White River Junction
The agency, known as VNH, intends to occupy one story of a two-story building on Prospect Street adjacent to the recently constructed state office building. Officials hope to break ground this spring and move into the office no later than December of this year, according to Michael J.Counter, VNH’s chief financial officer.
But although financial arrangements seem just about set, work isn’t quite ready to begin.
“We are still in the process of dotting the i’s and crossing the t’s,” Jeanne McLaughlin, the VNH executive director, said in an email Thursday.
Not to worry. Sometimes delay is not a bad thing.
For example, time has so far been kind to VNH’s plan to finance the project with a 30-year rural development loan from the U.S. Department of Agriculture.
The interest rate on USDA rural development loans is now 3.125 percent, but that will reset — almost certainly lower — at the end of this month, according to Ted Brady, USDA state director for rural development in Vermont and New Hampshire.
An announcement about the loan is expected within a few weeks, he said.
“We do have an application,” Brady said. “We do not see any problems moving forward.”
When VNH filed its application to the Green Mountain Care Board five months ago, it assumed that the loan would come with a 3.625 percent interest rate. That would have resulted in an annual tab for loan repayments and condo fees of $212,000 and resulted in total expenditures to finance the project of about $4.2 million, according to VNH filings.
But at 3.125 percent, that annual expense would fall to about $203,000 and the total cost of the financing package would slip just under $4 million.
In its decision to build a new office, VNH passed on an alternative site in downtown where it would have paid $174,000 annually for a five-year lease for 8,470 square feet. An additional 2,000 square feet of space that would have been available in the second year of the lease in an adjoining building would have increased the annual rent to $232,000.
The Green Mountain Care Board, the state board that regulate health care expenditures, agreed with VNH that buying would prove a better deal than renting, which would be “more costly over time” as VNH added space and leases had to be renewed.
VNH filed its application with the Green Mountain Care Board in October, the same month that Vermont’s Department of Aging and Independent Living approved VNH’s plan to formally affiliate with Dartmouth-Hitchcock, the Lebanon-based operator of a hospital and clinics.
VNH, which has 268 employees, provides services in more than 140 towns in New Hampshire and Vermont, where it is incorporated.
VNH’s current headquarters is in West Lebanon on Benning Street off Route 12A, and it has a second administrative office in Wilder. The organization pays annual rent of $280,100 on leases that run through December.
The agency began looking for a new office after it shut down an office in Bellows Falls and the U.S. Centers for Medicare and Medicaid Services rejected its proposal to consolidate all administrative functions in its current West Lebanon office. CMS — which accounts for three-quarters of VNH’s operating revenue, including 68 percent from Medicare and 16 percent from Medicaid — ruled that VNH needed to have its headquarters in the same state in which it is incorporated.
VNH operations have hovered around the break-even point in recent years, but the agency has benefited from a strong balance sheet. In 2014, VNH’s operating revenue of $20.2 million exceeded expenses by only $19,000, according to its audited financial statement. That year, the agency posted $1.6 million in “other revenue,” including $656,000 in investment income and gains, $581,000 in municipal appropriations and $352,000 in contributions.
In December, VNH projected its 2015 expenses of $20.9 million would exceed operating revenue by $369,000. The deficit resulted from a reduction in Medicare reimbursement rates and the increased use of temporary employees provided by contractors, VNH said in a January filing.
Temporary staffers are more expensive but have been needed to address rising patient volume (up 6.6 percent in 2014) and “higher than expected staff turnover,” the filing said.

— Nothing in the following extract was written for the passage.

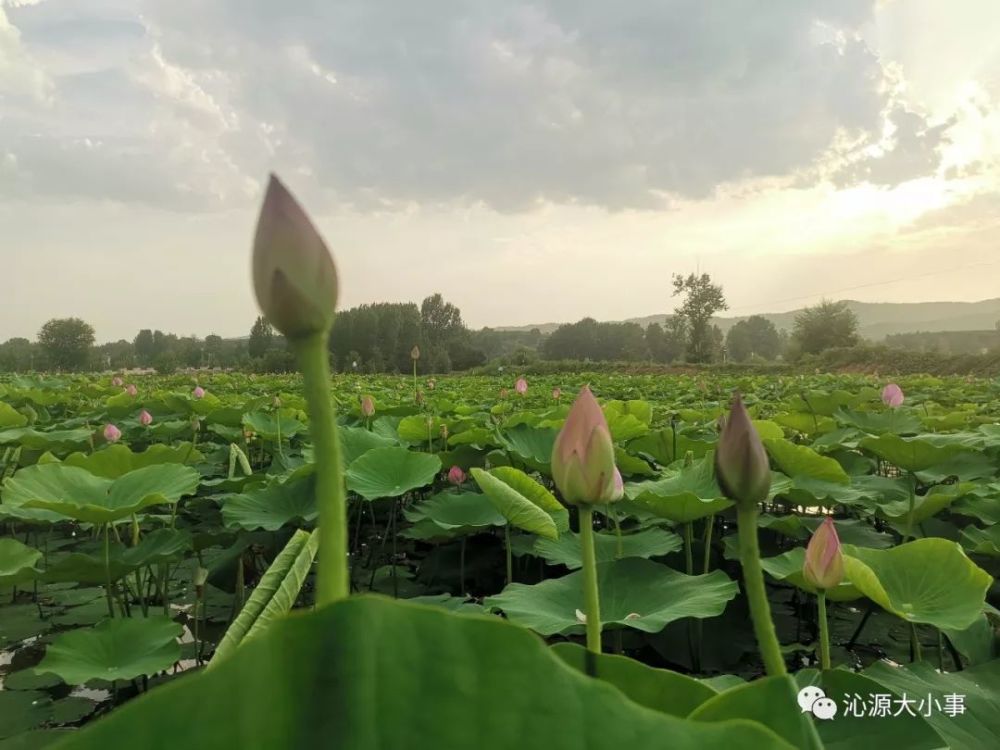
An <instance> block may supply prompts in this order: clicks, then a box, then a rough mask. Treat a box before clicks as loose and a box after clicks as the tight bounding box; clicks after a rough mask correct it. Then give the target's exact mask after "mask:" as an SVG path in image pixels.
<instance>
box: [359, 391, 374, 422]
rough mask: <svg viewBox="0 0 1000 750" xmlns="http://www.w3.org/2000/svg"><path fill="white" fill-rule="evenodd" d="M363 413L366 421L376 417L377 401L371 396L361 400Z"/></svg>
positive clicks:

VNH does have a substantial financial cushion: a portfolio of stock and bond investments that was valued at $14 million at the end of 2014.
In October, VNH got a new, deep-pocketed friend when Vermont regulators approved its affiliation with D-H, which posted revenue of $1.6 billion in the fiscal year that ended June 30.

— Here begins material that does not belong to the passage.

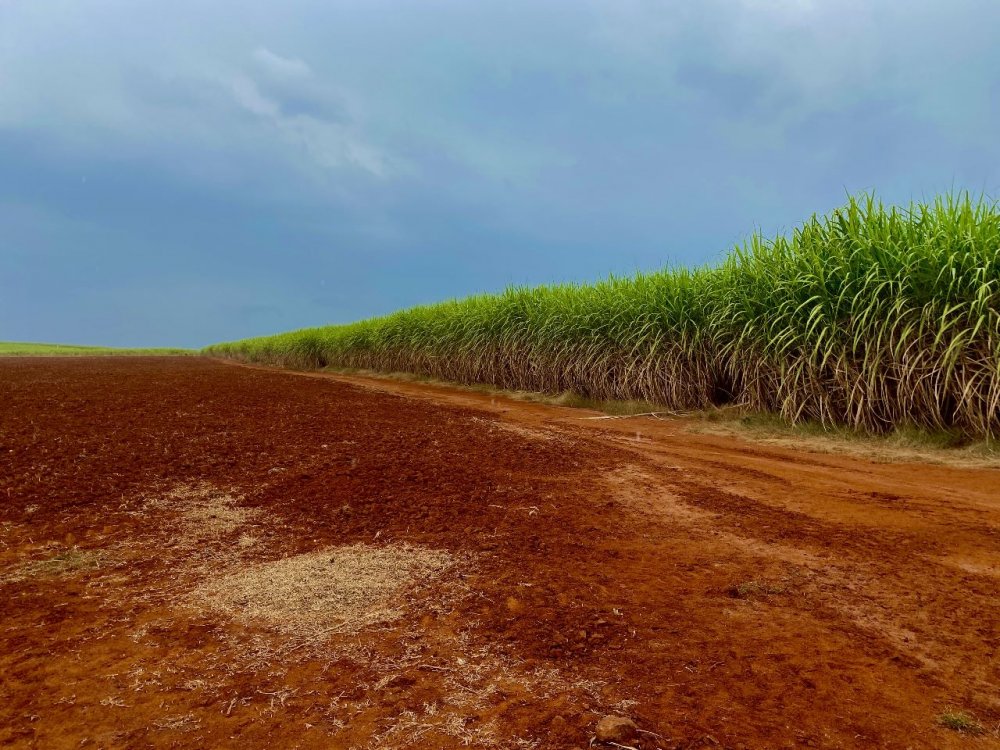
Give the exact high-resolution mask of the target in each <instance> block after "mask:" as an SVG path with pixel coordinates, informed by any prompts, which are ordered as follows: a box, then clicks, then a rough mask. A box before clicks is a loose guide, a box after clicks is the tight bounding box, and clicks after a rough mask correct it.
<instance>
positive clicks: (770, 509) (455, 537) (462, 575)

But that relationship came with strings attached. As part of the affiliation, D-H gained final say over VNH’s budget, programs, strategy, governing board and chief executive. The deal called for VNH’s financial planning and management functions to be integrated into those of its larger affiliate but preserved VNH’s “exclusive control of allocation” of assets in its investment portfolio.
VNH is designated by the state of Vermont as the nonprofit home health care provider in Windsor and Windham counties and a portion of Orange County. Bayada Home Health Care, a for-profit company with a statewide footprint, also offers services in that territory.

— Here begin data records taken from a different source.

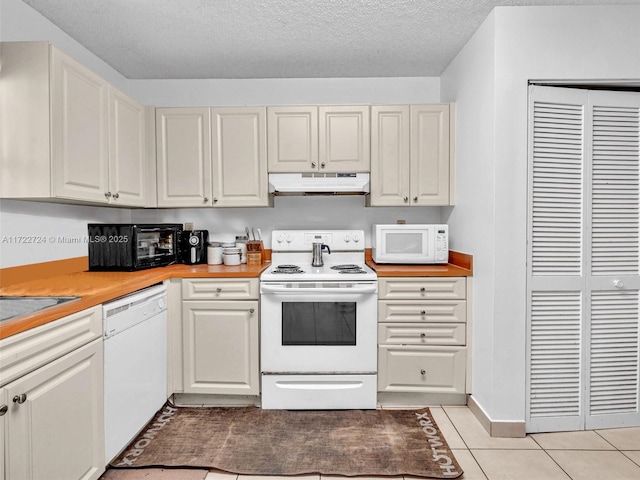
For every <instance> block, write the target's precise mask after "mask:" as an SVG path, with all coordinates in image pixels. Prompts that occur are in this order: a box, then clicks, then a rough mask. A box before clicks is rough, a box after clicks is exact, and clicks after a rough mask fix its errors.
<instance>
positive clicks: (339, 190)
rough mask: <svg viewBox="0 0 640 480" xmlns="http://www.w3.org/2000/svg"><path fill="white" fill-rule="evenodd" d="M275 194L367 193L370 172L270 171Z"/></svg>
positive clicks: (269, 191)
mask: <svg viewBox="0 0 640 480" xmlns="http://www.w3.org/2000/svg"><path fill="white" fill-rule="evenodd" d="M269 193H271V194H273V195H366V194H368V193H369V174H368V173H270V174H269Z"/></svg>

Currently, Medicare’s Home Health Compare website gives VNH four out of five possible stars for the quality of its services, while Bayada has a rating of 3.5 stars. Both VNH and Bayada got three stars, or average ratings, on patient surveys conducted by CMS.
VNH is one of three Upper Valley-based nonprofit providers that offer services in New Hampshire. New London-based Lake Sunapee Home Care and Hospice and Newport-based Connecticut Valley Home Care both have three-star ratings for quality on the Medicare website, and garnered four-star ratings in patient surveys.